As a testament to resident’ resilience, while co-developing the neighborhood food profiles with Cooksey Stowers, the CATF came up with their own slogan: “To Have Quality of Life, We Must Have Quality Food.” This is not only the headline for the neighborhood profiles featuring Cooksey Stowers CBPR results, but also the central message of CATF’s social media campaign.
For the last year, Cooksey Stowers and the CATF have been leveraging the data to engage with policymakers in Hartford involved with a recent North Hartford food desert resolution that passed in the hopes of bringing a supermarket to the North End and zoning policy discussions to improve the Arrowhead Gateway project.
“Dr.
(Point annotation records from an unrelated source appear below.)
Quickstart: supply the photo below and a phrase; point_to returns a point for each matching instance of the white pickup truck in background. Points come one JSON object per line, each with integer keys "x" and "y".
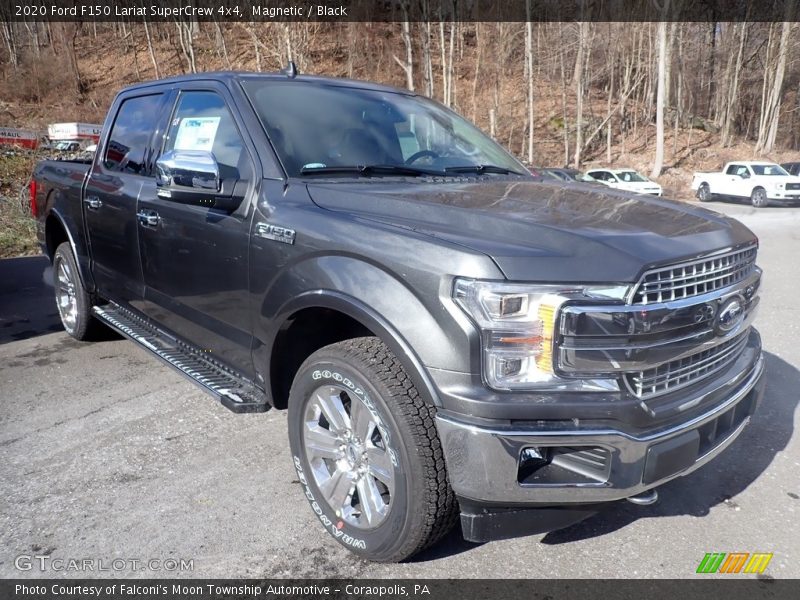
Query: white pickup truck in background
{"x": 759, "y": 181}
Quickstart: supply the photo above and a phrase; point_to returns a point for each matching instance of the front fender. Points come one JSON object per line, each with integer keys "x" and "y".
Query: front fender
{"x": 418, "y": 328}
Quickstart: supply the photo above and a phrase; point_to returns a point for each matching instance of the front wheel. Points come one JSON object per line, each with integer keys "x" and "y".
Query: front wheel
{"x": 759, "y": 198}
{"x": 366, "y": 452}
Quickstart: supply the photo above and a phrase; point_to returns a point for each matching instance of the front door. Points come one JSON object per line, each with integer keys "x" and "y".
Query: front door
{"x": 120, "y": 170}
{"x": 195, "y": 258}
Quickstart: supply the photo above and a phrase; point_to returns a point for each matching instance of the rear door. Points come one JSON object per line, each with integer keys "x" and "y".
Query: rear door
{"x": 732, "y": 182}
{"x": 122, "y": 165}
{"x": 195, "y": 259}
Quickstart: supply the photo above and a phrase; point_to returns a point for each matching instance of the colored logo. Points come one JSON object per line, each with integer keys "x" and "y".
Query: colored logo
{"x": 734, "y": 562}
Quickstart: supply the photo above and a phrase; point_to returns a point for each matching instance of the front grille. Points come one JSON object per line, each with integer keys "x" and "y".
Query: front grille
{"x": 679, "y": 373}
{"x": 694, "y": 278}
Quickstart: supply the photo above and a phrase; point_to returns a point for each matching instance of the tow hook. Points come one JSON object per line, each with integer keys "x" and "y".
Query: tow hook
{"x": 645, "y": 498}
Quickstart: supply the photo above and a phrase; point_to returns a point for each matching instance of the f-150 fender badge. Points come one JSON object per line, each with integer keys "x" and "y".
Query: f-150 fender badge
{"x": 274, "y": 232}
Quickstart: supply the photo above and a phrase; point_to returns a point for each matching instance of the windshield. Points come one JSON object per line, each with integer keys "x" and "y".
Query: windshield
{"x": 630, "y": 176}
{"x": 768, "y": 170}
{"x": 319, "y": 127}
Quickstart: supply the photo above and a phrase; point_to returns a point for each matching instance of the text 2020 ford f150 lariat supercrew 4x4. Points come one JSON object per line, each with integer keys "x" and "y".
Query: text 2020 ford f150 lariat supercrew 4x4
{"x": 449, "y": 336}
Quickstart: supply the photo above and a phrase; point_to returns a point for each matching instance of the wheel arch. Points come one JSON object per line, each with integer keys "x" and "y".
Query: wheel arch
{"x": 56, "y": 232}
{"x": 346, "y": 317}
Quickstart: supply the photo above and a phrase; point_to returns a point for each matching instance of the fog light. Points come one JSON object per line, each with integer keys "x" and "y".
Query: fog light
{"x": 531, "y": 460}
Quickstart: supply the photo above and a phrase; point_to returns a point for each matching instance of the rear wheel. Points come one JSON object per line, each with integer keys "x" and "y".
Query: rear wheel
{"x": 704, "y": 193}
{"x": 73, "y": 301}
{"x": 366, "y": 451}
{"x": 759, "y": 198}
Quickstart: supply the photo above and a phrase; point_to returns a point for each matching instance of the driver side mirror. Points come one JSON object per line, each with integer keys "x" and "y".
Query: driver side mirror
{"x": 192, "y": 177}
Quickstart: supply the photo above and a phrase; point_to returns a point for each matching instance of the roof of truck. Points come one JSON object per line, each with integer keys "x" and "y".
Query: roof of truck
{"x": 228, "y": 77}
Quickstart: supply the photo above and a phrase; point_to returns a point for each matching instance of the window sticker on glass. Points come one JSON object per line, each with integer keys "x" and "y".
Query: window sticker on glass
{"x": 197, "y": 133}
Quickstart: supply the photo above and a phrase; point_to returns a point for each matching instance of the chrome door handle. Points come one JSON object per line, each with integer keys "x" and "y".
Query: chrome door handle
{"x": 148, "y": 218}
{"x": 93, "y": 202}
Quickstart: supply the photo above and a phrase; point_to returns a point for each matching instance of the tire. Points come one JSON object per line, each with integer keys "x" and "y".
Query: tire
{"x": 759, "y": 198}
{"x": 391, "y": 455}
{"x": 704, "y": 193}
{"x": 74, "y": 303}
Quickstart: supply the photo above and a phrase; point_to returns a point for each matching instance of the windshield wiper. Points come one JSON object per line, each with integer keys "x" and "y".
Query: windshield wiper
{"x": 480, "y": 169}
{"x": 368, "y": 170}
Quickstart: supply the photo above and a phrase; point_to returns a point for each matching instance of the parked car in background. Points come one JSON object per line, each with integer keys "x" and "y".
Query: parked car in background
{"x": 757, "y": 180}
{"x": 626, "y": 179}
{"x": 68, "y": 146}
{"x": 792, "y": 168}
{"x": 570, "y": 175}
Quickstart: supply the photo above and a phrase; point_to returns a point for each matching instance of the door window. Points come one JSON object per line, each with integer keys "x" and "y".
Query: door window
{"x": 128, "y": 146}
{"x": 202, "y": 121}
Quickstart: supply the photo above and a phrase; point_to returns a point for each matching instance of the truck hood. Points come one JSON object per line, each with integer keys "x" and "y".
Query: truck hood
{"x": 537, "y": 231}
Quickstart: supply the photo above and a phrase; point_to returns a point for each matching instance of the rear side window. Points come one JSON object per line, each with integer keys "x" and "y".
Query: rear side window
{"x": 129, "y": 141}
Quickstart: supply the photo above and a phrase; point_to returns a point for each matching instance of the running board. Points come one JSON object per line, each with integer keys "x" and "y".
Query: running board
{"x": 232, "y": 390}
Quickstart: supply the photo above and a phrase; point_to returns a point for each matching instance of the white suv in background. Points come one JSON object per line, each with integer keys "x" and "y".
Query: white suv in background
{"x": 626, "y": 179}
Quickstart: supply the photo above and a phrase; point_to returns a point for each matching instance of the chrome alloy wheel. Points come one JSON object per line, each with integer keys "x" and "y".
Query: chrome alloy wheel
{"x": 347, "y": 450}
{"x": 65, "y": 295}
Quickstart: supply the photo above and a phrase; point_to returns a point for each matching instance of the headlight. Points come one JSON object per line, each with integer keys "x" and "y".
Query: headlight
{"x": 517, "y": 324}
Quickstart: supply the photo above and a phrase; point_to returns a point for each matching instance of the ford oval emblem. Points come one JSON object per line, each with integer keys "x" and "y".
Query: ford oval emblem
{"x": 730, "y": 315}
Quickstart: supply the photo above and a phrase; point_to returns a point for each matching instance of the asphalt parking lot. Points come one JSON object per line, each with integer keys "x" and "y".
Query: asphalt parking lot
{"x": 106, "y": 454}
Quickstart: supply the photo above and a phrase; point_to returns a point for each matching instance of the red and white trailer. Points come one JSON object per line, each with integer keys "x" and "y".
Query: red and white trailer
{"x": 25, "y": 138}
{"x": 58, "y": 132}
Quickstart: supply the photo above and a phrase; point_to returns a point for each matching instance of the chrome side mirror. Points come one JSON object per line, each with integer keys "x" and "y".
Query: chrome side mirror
{"x": 183, "y": 175}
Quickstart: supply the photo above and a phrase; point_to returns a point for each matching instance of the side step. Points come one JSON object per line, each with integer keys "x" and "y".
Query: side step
{"x": 232, "y": 390}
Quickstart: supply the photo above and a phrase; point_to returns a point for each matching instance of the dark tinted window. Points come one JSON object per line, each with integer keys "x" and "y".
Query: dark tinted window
{"x": 202, "y": 121}
{"x": 130, "y": 134}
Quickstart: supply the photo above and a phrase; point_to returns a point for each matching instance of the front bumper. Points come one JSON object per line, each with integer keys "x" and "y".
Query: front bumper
{"x": 486, "y": 465}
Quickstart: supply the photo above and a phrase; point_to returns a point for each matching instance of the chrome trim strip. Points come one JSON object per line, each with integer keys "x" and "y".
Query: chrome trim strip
{"x": 741, "y": 261}
{"x": 588, "y": 435}
{"x": 483, "y": 463}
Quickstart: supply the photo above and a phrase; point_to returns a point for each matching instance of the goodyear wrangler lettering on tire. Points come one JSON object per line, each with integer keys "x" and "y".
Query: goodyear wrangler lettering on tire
{"x": 366, "y": 451}
{"x": 326, "y": 522}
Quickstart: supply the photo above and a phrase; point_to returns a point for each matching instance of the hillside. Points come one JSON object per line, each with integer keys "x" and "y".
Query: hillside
{"x": 70, "y": 72}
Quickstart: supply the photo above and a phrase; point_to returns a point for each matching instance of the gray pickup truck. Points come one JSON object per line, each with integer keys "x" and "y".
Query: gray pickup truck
{"x": 450, "y": 337}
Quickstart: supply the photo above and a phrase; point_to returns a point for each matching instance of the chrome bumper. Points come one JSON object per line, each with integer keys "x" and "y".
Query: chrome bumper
{"x": 484, "y": 463}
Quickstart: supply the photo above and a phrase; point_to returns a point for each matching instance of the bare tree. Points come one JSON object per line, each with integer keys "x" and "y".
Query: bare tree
{"x": 529, "y": 75}
{"x": 408, "y": 64}
{"x": 658, "y": 163}
{"x": 150, "y": 49}
{"x": 771, "y": 105}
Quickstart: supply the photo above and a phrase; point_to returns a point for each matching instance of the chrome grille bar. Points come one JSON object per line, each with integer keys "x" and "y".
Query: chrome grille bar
{"x": 694, "y": 278}
{"x": 677, "y": 374}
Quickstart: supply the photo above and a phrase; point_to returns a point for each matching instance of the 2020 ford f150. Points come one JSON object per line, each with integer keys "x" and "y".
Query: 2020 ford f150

Cooksey Stowers’ work has created a bridge between community residents, city officials, academia and business leaders,” says Denis Holter, chair of the North Hartford resident CATF. “She has helped us to convert kitchen table conversations into policy recommendations that our elected officials can and will implement. Her advocacy for a more inclusive public policy development process is bringing significant and lasting social change to the racial and ethnic groups impacted by the current food swamp conditions in Hartford and North Hartford in particular.”
Cooksey Stowers’ current CBPR project continues to focus on the Hartford population, exploring the effects of food swamp environments on young children’s diets. She believes the obesity increase in minority children is tied to exposure to food swamps, which are areas with a high proportion of unhealthy food options, such as fast-food restaurants or convenience stores that typically sell mostly high-fat, high-calorie, heavily processed foods. She received a five-year $810,000 grant from the National Institutes of Health (NIH) for the project.
“There is increased interest in equity-related health research,” says Cooksey Stowers. “There’s a paradigm shift happening to do more CBPR, which is applicable in real world settings for practical interventions to improve health inequities and improve food accessibility and security.”
The Invest Health Hartford Team receives financial support from the Reinvestment Fund and Robert Wood Johnson Foundation. The NIH grant is NIH 1K01HL159034-01A1. Cooksey Stowers work was recognized by the University with a Provost’s Award for Excellence in Community Engaged Scholarship in the Emerging Faculty Research category in May.